2026W杯を制したスペイン photo/Getty Images

2026W杯では圧倒的なパフォーマンスを披露

2010W杯制覇から16年。スペイン代表が再びW杯のトロフィーを手にした。



2010年大会当時はポゼッションサッカーが大きな注目を集めており、バルセロナとスペイン代表はサッカー界を支配する存在だった。しかし、それ以降はポゼッションサッカーは時代遅れのスタイルと見られることもあり、試合を制すうえでポゼッション率は特に重要ではないとの認識が広がった。

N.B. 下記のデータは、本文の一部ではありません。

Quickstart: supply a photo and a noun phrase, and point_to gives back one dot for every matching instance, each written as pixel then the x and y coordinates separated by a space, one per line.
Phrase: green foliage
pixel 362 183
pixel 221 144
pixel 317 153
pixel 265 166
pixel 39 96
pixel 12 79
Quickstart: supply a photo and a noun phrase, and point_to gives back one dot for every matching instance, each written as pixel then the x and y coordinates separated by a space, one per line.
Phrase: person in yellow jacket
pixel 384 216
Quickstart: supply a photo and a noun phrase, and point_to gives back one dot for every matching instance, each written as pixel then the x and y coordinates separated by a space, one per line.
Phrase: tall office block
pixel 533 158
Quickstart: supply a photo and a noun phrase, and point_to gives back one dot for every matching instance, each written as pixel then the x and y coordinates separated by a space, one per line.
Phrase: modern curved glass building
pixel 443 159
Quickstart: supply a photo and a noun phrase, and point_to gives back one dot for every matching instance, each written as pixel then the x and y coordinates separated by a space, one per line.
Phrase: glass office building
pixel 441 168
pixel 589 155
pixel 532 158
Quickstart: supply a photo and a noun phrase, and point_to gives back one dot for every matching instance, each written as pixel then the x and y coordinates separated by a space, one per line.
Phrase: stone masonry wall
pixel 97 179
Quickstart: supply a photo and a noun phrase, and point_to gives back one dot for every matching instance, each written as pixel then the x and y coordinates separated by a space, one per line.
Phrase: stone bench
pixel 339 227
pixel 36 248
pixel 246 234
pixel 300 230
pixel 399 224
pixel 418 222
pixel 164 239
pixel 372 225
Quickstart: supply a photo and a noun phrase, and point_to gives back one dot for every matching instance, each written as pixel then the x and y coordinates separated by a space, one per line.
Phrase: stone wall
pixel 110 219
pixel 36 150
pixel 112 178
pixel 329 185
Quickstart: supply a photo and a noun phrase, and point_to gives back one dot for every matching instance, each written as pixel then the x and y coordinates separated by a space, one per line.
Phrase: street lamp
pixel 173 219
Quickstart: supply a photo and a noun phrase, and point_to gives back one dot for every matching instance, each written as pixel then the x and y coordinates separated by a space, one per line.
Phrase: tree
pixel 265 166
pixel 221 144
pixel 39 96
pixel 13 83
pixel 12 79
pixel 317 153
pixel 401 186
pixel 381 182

その認識はまた変わってくるだろうか。2026W杯を制したスペインは16年前を思わせる魅惑のポゼッションサッカーを展開し、ボールも空間も支配していた。高いポゼッション率をベースにゲームをコントロールし、相手に攻撃の隙を与えない。今大会のスペインはわずか1失点で大会を制している。

準決勝ではフランス代表も0-2と完敗を喫したが、仏『FootMercato』は改めてスペインのスタイルを絶賛する。単にポゼッションを高めるだけでなく、ラミン・ヤマルやニコ・ウィリアムズなど縦に仕掛けられる選手もいる。伝統と現代のトレンドを上手く融合させていて、その完成度は圧倒的だった。

「シャビ、イニエスタらの黄金世代以降、後継者を探し求めてきたスペインは再び勝利の伝統を取り戻し、より現代的でダイレクトなスタイルにも対応できる新世代を見出した。優勝の結果以上に、彼らのパフォーマンスが印象的だ。大会を通してスペインは全てのゲームを完全にコントロールし、パニックに陥ったり集中力を失うこともなかった。
決定的な攻撃力を持ちながら、ポゼッションを独占する彼らのスタイルは黄金世代を彷彿とさせた」

特に1失点に抑えたのが印象的で、今大会より出場国の増加で試合数が増えている。その中で1失点に抑え込んだのは見事と言うしかない。

このスタイルは今後も磨かれていくはずで、EURO2024制覇と合わせて再びスペインに黄金期が訪れようとしている。